Il ne me reste que des larmes, ces quelques notes venues d'autrefois et le chant de nos prières, nos cœurs qui espèrent et le vide sous mes pas.
Il ne me reste que les cendres de mon village plongé dans le silence.
Je ne suis qu'une blessure, un cœur sans armure. Comment survivre après ça ?

Mais je suis là, je n'oublie pas dans mon village balayé par l'histoire...
Je me souviens du rire des enfants, la voix des hommes quand ils partaient aux champs, les fêtes des moissons, l'odeur dans les maisons, les éclats d'amour et de joie.

Mais je suis là, n'oubliez pas. Effacée des cartes et des mémoires.
Quand ils sont arrivés, cachés derrière leurs armes, ils étaient des milliers, ils riaient de nos larmes !
Ils ont voulu détruire nos croyances et nos âmes avec des mots de haine que l'on ne connaissait pas.

Je suis ici ce soir au milieu de ces ruines pour vous parler d'espoir et vous chanter la vie. Et je fais le serment quand séchera le sang de reconstruire ma ville bien plus belle qu'avant
Mais n'oubliez pas !

Depuis quelques années, tous les « morts pour la France » hier dans la Grande Guerre, dans la Seconde Guerre Mondiale, dans les guerres de décolonisation, aujourd'hui, dans les opérations extérieures sont désormais réunis dans le souvenir et l'hommage de la Nation.
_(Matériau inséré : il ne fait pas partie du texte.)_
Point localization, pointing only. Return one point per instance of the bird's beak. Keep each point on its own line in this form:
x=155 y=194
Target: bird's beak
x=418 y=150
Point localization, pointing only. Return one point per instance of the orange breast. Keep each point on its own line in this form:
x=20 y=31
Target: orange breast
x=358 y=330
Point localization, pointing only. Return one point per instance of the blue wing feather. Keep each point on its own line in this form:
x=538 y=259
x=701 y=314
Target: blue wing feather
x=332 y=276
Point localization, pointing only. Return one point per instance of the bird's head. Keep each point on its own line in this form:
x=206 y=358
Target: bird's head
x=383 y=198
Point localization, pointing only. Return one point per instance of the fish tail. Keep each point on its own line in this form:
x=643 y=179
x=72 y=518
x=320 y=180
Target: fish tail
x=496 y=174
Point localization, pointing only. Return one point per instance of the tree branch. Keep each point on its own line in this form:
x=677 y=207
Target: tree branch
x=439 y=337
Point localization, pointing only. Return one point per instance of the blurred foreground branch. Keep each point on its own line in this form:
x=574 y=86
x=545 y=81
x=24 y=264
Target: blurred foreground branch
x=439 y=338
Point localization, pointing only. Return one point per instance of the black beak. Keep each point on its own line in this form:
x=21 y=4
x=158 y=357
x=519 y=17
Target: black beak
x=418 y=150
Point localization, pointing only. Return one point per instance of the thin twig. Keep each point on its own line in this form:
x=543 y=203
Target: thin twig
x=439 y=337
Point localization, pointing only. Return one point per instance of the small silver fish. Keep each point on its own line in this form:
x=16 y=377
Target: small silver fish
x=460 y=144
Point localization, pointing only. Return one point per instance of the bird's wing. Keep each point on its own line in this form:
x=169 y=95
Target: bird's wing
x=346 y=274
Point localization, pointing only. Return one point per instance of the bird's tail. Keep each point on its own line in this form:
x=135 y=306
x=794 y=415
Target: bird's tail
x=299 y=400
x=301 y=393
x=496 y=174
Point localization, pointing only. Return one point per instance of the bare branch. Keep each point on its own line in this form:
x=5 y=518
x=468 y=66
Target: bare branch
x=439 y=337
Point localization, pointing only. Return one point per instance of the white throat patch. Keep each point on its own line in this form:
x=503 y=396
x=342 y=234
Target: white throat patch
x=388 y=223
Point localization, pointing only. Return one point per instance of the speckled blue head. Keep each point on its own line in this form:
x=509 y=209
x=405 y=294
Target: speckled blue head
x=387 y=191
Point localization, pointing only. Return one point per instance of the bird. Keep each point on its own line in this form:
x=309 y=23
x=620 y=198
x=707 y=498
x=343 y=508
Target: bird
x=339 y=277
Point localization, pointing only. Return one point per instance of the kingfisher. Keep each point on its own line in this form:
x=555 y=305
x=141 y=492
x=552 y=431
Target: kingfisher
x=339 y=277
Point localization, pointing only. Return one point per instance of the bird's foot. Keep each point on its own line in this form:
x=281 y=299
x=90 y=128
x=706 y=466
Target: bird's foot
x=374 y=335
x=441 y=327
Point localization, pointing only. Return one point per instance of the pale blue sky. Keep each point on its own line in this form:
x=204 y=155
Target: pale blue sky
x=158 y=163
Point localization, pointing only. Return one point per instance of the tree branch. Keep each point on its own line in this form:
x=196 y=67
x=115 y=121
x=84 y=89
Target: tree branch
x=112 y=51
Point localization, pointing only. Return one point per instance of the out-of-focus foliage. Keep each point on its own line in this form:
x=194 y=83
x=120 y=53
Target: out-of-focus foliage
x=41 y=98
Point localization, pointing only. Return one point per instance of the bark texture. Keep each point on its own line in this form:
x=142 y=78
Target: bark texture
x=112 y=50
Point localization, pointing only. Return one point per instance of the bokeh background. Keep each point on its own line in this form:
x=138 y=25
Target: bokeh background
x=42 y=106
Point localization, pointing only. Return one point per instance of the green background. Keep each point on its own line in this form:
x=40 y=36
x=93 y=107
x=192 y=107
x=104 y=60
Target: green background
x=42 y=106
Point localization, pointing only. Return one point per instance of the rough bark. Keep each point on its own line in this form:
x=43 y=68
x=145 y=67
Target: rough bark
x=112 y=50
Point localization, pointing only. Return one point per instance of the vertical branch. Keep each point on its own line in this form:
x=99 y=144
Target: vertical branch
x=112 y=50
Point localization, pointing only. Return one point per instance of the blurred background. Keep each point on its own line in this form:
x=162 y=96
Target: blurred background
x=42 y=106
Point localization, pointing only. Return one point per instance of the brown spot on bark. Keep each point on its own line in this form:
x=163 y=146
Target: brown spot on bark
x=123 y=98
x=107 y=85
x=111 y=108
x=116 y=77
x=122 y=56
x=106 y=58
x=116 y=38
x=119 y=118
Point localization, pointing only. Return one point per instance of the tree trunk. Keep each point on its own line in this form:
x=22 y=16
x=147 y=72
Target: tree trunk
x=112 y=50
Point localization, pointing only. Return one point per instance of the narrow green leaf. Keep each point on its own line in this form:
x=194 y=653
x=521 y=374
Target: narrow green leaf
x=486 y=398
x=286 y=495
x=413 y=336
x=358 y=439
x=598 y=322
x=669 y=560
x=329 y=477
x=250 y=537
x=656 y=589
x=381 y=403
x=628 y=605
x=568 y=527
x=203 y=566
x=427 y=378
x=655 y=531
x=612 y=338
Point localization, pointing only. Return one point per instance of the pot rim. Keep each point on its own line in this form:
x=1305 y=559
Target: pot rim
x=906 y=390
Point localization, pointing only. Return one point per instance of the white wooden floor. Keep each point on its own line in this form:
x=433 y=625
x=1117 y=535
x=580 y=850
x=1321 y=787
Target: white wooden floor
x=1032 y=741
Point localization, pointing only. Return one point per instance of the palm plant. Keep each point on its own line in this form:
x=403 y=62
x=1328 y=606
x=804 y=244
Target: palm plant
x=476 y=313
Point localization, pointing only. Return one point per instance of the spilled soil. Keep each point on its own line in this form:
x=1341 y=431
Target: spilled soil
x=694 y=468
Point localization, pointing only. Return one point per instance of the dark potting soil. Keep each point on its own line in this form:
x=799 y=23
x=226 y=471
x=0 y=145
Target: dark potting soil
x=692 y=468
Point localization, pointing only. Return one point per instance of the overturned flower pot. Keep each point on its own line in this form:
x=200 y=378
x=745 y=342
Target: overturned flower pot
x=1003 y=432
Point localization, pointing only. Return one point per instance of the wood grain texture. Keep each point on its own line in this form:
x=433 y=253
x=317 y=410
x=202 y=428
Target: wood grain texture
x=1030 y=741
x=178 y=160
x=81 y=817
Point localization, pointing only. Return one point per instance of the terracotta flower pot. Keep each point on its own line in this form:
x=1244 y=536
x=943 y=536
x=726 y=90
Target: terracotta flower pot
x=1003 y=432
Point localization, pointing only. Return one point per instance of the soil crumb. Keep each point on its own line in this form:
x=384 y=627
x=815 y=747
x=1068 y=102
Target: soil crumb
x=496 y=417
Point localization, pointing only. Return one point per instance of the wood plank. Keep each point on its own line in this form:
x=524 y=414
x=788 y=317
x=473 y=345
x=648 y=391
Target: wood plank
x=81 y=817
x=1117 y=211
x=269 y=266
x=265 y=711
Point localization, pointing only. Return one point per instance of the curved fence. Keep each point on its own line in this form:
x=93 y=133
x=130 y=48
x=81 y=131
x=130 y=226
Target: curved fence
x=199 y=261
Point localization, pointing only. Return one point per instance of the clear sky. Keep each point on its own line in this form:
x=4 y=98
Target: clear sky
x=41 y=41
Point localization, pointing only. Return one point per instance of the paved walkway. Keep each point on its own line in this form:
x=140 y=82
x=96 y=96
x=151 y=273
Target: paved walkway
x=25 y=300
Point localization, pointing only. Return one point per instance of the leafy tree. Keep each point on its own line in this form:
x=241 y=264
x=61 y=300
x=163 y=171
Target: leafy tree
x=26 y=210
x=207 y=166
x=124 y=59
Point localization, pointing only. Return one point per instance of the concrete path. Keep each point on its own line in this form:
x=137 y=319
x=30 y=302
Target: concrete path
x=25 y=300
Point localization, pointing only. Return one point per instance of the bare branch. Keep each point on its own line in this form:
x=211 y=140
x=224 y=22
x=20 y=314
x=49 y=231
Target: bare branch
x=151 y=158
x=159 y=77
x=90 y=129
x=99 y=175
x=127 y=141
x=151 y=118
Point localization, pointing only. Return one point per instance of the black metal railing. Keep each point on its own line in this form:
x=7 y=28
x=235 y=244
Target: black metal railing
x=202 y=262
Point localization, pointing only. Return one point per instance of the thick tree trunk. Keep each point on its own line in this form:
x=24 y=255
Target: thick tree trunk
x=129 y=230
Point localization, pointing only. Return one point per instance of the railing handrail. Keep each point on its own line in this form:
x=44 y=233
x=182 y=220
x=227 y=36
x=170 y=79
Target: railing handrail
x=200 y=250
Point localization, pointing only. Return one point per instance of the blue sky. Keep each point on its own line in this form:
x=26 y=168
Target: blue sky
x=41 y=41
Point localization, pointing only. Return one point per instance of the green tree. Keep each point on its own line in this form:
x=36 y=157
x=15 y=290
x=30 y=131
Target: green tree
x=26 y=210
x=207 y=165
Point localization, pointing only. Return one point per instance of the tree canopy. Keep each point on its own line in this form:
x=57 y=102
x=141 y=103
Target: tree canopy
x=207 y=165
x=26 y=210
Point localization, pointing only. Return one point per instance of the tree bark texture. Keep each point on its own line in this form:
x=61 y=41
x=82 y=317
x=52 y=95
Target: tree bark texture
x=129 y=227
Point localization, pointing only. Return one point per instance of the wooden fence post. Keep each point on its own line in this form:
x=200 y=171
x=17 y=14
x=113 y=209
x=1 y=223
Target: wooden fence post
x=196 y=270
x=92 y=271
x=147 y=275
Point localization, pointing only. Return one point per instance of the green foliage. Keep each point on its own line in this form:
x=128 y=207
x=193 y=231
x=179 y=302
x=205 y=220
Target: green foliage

Ne pas les oublier et transmettre le message mémoriel aux jeunes générations est notre devoir et relève de notre responsabilité collective.
En mémoire de nos morts pour la France, en mémoire de tous nos ancêtres, en mémoire de nos Aînés, des miens et des vôtres, en mémoire de ceux qui sont revenus sans jamais en parler et sans jamais oublier, en souvenir de ceux qui y sont morts, en mémoire de nos soldats en combat au moment où je parle, en mémoire des peuples opprimés à travers le monde et en France, en mémoire de ceux qui font tout au prix de leur vie pour passer des frontières ou pour traverser des océans et des mers, en mémoire d'Aylan et de tous les Aylan, en mémoire de ceux qui fuient leur village pour leur survie, en mémoire d'André Glucksmann, militant antitotalitariste et fervent défenseur des Droits de l'Homme, en mémoire d'Helmut Schmidt, ex chancelier de l'amitié franco allemande, je vous demande de respecter une minute de silence.